Pregnant former Love Island star Laura Anderson is soon set to become a mum for the very first time, when she welcomes a baby girl into the world.
The 34 year old star announced that she was expecting her first child in February – around the same time that it emerged that she had split from the baby's father, former EastEnders star, Gary Lucy, 41.
Being pregnant is a long journey, and as Laura nears the end of hers, she's feeling readier than ever for the next stage – and even labour.
In her latest weekly pregnancy column for OK!, the star discusses her thoughts about labour, the 'emotional rollercoaster' of being pregnant and why she didn't have a baby shower.
Being pregnant is an emotional rollercoaster
Anyone who is or has been pregnant, no matter what age or situation you're in, will know that it's an emotional rollercoaster.
You have to get your head around the idea of having a baby and being a mum – the reality of it all.
When you're pregnant, you have these peaks and troughs of being excited and then not enjoying it, because of all the changes happening to your body and your life.
But it's nice to feel ready now. It's such an amazing thing and I feel so lucky.
My baby isn't engaged yet – I'm disappointed
I had a midwife appointment the other day, but the baby's head isn't engaged, and it left me feeling a little disappointed.
I've had it in my head that she is going to come early, and I'd kind of like her to, because the later she comes, the bigger she's going to be.
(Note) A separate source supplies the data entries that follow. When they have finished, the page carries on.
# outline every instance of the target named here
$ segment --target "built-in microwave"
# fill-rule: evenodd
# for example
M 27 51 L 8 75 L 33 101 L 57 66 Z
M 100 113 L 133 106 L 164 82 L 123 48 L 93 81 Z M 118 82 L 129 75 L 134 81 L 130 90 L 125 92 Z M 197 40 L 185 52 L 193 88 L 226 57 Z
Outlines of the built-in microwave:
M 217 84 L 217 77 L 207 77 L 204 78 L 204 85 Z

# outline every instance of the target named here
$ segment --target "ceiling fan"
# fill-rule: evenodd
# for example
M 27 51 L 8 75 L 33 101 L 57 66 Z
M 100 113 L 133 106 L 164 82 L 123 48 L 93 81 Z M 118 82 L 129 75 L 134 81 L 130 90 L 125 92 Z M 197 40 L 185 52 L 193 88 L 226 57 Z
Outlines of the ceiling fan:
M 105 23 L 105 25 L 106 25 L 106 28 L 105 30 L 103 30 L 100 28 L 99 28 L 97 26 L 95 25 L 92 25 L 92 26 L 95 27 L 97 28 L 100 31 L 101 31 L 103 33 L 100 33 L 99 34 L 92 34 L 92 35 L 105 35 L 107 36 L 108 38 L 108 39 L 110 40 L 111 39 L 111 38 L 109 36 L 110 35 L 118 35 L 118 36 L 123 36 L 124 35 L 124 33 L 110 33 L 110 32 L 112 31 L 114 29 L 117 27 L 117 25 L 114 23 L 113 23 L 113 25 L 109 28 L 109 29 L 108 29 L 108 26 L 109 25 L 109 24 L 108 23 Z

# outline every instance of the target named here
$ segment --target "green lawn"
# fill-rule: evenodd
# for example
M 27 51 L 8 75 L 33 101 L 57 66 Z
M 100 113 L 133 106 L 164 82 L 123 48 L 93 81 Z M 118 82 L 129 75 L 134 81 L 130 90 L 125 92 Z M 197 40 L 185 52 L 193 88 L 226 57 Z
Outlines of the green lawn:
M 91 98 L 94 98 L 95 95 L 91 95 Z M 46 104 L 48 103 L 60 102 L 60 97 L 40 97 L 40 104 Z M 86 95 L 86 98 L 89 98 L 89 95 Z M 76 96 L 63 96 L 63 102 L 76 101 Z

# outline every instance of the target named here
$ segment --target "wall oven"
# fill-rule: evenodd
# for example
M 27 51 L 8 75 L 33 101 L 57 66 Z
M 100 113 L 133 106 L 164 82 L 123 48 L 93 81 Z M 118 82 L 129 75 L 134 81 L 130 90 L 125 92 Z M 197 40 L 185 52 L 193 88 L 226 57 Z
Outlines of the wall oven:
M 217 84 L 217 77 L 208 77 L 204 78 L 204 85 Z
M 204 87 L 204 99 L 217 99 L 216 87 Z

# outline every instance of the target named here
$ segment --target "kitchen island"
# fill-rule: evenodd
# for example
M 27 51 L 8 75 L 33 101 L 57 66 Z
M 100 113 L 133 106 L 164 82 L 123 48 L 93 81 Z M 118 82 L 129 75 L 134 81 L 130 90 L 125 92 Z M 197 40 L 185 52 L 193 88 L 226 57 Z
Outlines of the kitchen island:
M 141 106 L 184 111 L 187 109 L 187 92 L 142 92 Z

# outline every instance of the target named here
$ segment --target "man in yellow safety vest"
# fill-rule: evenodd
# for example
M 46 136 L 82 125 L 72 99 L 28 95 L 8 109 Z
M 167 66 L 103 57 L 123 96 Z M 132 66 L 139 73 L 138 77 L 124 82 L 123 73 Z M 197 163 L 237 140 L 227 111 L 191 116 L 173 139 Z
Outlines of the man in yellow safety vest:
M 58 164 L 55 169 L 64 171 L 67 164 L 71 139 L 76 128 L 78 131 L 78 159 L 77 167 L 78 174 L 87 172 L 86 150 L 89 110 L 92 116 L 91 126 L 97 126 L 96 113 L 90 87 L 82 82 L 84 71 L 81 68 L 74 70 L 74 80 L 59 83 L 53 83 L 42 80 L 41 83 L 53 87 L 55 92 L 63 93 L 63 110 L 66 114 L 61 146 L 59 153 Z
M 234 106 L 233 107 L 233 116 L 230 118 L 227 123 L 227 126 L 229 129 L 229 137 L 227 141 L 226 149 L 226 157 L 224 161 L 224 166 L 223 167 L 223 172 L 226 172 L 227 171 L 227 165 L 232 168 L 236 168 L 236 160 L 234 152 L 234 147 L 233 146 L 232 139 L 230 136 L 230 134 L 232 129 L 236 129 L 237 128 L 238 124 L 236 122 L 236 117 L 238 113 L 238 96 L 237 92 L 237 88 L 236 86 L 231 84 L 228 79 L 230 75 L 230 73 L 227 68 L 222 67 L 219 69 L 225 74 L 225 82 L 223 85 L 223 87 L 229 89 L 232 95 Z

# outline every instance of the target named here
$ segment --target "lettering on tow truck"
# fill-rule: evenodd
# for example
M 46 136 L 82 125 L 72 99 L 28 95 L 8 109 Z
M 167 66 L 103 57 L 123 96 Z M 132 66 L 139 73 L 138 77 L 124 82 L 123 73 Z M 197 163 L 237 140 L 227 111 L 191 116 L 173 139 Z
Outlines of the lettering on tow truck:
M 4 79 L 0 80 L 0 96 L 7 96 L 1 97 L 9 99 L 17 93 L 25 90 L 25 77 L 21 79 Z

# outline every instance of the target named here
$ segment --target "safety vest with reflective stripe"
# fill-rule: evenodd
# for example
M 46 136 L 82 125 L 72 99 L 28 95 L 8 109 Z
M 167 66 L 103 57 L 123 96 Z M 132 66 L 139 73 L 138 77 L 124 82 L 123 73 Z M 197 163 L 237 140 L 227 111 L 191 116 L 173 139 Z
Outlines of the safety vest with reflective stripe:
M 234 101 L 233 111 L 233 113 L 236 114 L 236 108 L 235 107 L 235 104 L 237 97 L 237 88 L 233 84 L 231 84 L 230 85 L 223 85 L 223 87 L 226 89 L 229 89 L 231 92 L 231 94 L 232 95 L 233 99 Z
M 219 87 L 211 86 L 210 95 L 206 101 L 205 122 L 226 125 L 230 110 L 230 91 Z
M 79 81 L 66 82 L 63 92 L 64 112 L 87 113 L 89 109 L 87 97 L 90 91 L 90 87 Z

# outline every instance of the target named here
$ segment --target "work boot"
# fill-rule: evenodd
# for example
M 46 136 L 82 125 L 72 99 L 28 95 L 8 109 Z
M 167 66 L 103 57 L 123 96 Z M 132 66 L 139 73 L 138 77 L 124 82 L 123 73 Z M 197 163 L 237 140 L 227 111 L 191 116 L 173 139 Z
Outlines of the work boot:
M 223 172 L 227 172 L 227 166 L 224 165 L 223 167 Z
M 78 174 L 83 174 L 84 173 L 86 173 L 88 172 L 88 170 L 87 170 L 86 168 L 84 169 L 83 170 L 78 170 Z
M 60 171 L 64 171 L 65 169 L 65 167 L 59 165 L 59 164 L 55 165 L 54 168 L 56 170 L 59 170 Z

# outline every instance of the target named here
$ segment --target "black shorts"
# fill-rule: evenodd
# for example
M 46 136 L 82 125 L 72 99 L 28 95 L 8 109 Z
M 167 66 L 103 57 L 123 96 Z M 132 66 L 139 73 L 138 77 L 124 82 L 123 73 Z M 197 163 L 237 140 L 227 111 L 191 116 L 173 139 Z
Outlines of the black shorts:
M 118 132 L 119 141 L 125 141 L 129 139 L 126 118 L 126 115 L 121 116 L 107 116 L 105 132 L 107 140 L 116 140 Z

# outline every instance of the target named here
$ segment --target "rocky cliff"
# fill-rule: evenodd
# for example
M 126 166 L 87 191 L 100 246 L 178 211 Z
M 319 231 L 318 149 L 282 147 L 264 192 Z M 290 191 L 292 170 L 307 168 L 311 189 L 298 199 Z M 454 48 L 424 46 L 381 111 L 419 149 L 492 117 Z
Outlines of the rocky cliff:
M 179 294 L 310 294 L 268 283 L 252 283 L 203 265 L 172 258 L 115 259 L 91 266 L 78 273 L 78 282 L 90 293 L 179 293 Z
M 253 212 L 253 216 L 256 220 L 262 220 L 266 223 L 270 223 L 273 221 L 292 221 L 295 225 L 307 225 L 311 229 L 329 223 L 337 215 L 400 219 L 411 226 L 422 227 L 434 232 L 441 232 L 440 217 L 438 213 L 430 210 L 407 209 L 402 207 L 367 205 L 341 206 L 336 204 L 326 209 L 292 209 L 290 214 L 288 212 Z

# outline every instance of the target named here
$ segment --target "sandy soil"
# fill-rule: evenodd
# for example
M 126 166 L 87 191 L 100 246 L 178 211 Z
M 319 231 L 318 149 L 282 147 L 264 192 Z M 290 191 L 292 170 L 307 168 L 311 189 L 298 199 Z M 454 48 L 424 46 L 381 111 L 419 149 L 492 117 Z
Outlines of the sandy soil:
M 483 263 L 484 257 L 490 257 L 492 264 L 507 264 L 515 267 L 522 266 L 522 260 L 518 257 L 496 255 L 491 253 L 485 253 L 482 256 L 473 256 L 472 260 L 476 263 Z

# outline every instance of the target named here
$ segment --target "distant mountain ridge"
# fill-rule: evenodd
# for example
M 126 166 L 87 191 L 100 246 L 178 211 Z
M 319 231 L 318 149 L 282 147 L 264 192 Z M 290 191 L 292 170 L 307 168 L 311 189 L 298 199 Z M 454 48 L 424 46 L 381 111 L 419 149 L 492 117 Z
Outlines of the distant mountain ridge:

I'm looking forward to labour
I'm actually looking forward to labour now. I know it will be painful but I think it will actually be a really nice experience.
I've got my birthing partners and it is a once-in-a lifetime thing, having your very first child.
Sure, it might be dramatic and emotional or scary, but I'm ready for it.
It's nice to actually feel like that now because for so long, I didn't feel ready.
I've got a feeling the baby will come on a special date
I'm convinced my baby will be born on a particular date that is special to me and her – if she does actually come then, it will be mad.
I've been right in the past when I have a strong feeling about something, so I am really hoping that my intuition isn't off and she actually comes when I think she will.
Obviously, her head is not yet engaged, but it can happen so fast so we will see.
I didn't have a baby shower – but I'm planning a celebration
I never got around to having a baby shower, because I had a lot going on, and I would have had to have planned my own because I like to be in control.
Instead, I am going to have a 'sip and see' which is where your friends come to see the baby at an event.
I think it's every woman's right to have that special day, so I think I am going to really try and look forward to getting to a good point a few weeks after she arrives.
It will be nice to get dressed up and have everyone around to see her and make a bit of a fuss, so I am definitely going to do that.